I'd like to find the root cause of the corruption if possible, so this
doesn't happen in other databases.
Also wanted to see if it might be a good idea to add a
CHECK_FOR_INTERRUPTS call to _bt_moveright() so if this does happen
again, at least the session would be killable. I don't have enough
background in the code to know where it's safe to add, or I'd submit a
patch.
Thanks,
James
On Fri, Aug 14, 2020 at 4:33 PM Peter Geoghegan <pg@bowt.ie> wrote:
>
> On Fri, Aug 14, 2020 at 2:03 PM PG Bug reporting form
> <noreply@postgresql.org> wrote:
> > The table has two indexes, so I decided to scan both indexes on all
> > partitions with the bt_index_check function from the amcheck extension.

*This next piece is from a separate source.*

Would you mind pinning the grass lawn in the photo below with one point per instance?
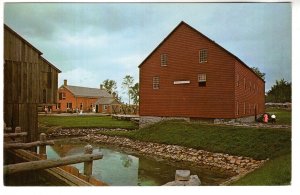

I
> > identified one partition where both indexes throw the following result:
> > ERROR: cross page item order invariant violated for index "xxxxx"
> > DETAIL: Last item on page tid(xx,xx) page lsn=xxxxxxxxxx
>
> This sounds very much like an index with sibling pages that are in the
> wrong order relative to each other. That's totally consistent with
> what you describe with _bt_moveright() -- circular sibling links can
> cause it to just keep going.
>
> It's possible that you'll get a better error with
> bt_index_parent_check(), which might be worth trying. But it probably
> won't give you any additional information.
>
> Note that there is DEBUG1 and DEBUG2 output from amcheck, which might
> give you a few more details. You can "set client_min_messages =
> 'debug2'" in an interactive session that runs bt_index_check() to see
> some additional context. Again, this is unlikely to make all that much
> difference.
>
> --
> Peter Geoghegan